Gays Targeted for Violence in Iraq

The ongoing security fears every Iraqi grapples with are multiplied for members of the country’s gay community, which is being targeted for punishment by homegrown militias across the country, Human Rights Watch says in a new report.

Several hundred men are believed to have lost their lives as a result of a campaign against gays that began in earnest in the Baghdad neighborhood of Sadr City earlier this year and has spread to other cities, according to the report, “They Want Us Exterminated: Murder, Torture, Sexual Orientation and Gender in Iraq.”

Punishments carried out by militia members range from beatings and grotesque bodily mutilations we won’t describe here, to murder. Many survivors report being tortured for the purpose of providing names of other homosexuals.

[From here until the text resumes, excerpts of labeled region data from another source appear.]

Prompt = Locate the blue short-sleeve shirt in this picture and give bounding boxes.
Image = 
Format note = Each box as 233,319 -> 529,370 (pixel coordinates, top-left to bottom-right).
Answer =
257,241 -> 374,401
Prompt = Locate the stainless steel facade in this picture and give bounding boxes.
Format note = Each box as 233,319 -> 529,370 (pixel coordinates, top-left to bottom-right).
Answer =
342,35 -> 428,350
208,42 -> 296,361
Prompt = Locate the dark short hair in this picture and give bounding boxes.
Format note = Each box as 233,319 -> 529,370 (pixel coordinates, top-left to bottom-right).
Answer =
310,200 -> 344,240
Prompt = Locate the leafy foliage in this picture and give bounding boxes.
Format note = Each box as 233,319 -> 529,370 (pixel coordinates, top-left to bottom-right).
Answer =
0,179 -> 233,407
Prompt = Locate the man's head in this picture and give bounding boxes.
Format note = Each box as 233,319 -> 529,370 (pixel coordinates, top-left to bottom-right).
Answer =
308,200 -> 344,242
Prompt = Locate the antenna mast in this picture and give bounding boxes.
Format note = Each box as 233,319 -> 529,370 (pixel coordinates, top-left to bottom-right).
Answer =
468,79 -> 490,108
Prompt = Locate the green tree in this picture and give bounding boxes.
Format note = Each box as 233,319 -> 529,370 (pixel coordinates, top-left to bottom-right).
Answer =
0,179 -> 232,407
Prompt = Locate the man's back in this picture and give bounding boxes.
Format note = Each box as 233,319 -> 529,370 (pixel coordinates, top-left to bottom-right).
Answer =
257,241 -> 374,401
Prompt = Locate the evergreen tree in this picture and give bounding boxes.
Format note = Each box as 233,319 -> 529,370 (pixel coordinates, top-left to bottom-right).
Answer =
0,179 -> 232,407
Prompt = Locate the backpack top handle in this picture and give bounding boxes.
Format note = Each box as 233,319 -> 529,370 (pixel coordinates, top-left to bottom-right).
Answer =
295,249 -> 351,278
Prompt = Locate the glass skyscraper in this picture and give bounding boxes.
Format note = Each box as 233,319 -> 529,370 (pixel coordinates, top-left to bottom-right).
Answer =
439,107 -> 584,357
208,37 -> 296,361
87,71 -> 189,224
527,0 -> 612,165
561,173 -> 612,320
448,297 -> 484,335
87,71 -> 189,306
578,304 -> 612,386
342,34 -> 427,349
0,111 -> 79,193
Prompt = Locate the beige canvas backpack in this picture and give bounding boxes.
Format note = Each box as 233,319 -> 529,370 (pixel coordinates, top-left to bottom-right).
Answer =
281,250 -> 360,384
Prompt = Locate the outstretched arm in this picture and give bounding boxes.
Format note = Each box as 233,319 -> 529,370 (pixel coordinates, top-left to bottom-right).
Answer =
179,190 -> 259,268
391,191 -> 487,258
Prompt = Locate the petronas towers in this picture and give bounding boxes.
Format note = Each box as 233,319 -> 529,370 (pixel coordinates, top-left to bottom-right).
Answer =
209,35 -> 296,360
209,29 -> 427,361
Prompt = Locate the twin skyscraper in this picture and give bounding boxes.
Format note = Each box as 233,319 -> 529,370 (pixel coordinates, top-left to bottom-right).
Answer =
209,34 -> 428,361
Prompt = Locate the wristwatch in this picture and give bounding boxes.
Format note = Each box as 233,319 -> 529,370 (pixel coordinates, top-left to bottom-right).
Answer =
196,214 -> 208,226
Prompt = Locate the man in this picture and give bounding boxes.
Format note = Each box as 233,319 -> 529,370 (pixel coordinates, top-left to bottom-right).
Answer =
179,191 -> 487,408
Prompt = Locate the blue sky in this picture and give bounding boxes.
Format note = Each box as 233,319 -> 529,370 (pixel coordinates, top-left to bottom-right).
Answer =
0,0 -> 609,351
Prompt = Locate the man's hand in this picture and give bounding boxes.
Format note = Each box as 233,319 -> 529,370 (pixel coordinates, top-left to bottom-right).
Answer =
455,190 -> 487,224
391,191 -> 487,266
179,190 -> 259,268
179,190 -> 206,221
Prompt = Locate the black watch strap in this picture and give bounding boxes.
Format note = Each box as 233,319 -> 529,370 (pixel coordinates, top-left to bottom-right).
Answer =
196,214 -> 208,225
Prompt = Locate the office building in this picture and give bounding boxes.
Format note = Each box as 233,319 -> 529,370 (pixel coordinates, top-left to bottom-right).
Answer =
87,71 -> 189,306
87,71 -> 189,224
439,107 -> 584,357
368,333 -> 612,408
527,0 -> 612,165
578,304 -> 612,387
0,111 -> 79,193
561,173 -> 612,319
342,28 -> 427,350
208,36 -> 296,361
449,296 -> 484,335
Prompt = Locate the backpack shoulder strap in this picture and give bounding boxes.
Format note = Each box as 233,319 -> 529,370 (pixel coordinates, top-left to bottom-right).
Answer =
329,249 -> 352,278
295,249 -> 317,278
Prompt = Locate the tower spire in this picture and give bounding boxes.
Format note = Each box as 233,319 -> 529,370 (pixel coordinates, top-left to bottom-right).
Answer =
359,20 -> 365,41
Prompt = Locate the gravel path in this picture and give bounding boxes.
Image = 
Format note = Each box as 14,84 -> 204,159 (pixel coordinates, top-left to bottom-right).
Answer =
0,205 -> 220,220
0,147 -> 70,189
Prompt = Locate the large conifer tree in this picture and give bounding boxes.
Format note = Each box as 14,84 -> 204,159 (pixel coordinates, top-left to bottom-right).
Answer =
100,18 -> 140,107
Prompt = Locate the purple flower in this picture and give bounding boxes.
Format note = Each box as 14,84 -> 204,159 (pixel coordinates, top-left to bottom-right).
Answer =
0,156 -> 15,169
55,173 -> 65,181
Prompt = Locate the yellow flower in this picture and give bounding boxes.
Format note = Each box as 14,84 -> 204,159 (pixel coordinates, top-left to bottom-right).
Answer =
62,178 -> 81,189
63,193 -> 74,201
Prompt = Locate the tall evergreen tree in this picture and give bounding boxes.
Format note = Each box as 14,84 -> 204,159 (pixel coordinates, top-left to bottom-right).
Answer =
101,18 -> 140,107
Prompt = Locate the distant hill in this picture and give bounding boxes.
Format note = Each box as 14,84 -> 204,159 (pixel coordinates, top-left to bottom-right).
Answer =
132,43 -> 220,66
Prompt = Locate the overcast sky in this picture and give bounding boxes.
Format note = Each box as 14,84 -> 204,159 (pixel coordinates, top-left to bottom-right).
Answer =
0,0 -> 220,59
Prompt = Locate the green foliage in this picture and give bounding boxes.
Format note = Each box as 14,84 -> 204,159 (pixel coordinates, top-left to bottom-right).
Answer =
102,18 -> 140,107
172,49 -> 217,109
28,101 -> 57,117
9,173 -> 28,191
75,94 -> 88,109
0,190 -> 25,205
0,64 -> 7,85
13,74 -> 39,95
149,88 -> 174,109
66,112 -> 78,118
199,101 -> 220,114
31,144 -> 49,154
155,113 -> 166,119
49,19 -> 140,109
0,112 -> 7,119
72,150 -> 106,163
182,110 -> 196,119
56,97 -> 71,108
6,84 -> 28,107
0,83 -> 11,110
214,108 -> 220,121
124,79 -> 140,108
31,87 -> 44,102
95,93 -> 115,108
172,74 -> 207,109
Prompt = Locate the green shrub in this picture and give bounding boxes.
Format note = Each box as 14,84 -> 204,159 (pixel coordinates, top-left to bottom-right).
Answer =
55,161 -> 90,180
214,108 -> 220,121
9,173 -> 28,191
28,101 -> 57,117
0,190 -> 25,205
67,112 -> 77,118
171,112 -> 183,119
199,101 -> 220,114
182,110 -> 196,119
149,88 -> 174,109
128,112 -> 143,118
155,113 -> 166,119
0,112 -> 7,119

Witnesses and survivors recount security forces ignoring or participating in the abuse. To date, no charges have been brought against the perpetrators.

“Iraq’s leaders are supposed to defend all Iraqis, not abandon them to armed agents of hate. Turning a blind eye to torture and murder threatens the rights and life of every Iraqi,” Scott Long, director of HRW’s Lesbian, Gay, Bisexual, and Transgender Rights Program said in a press release.

HRW is calling on Iraqi authorities to do more to end the campaign and punish those responsible, and to increase human rights training for security forces.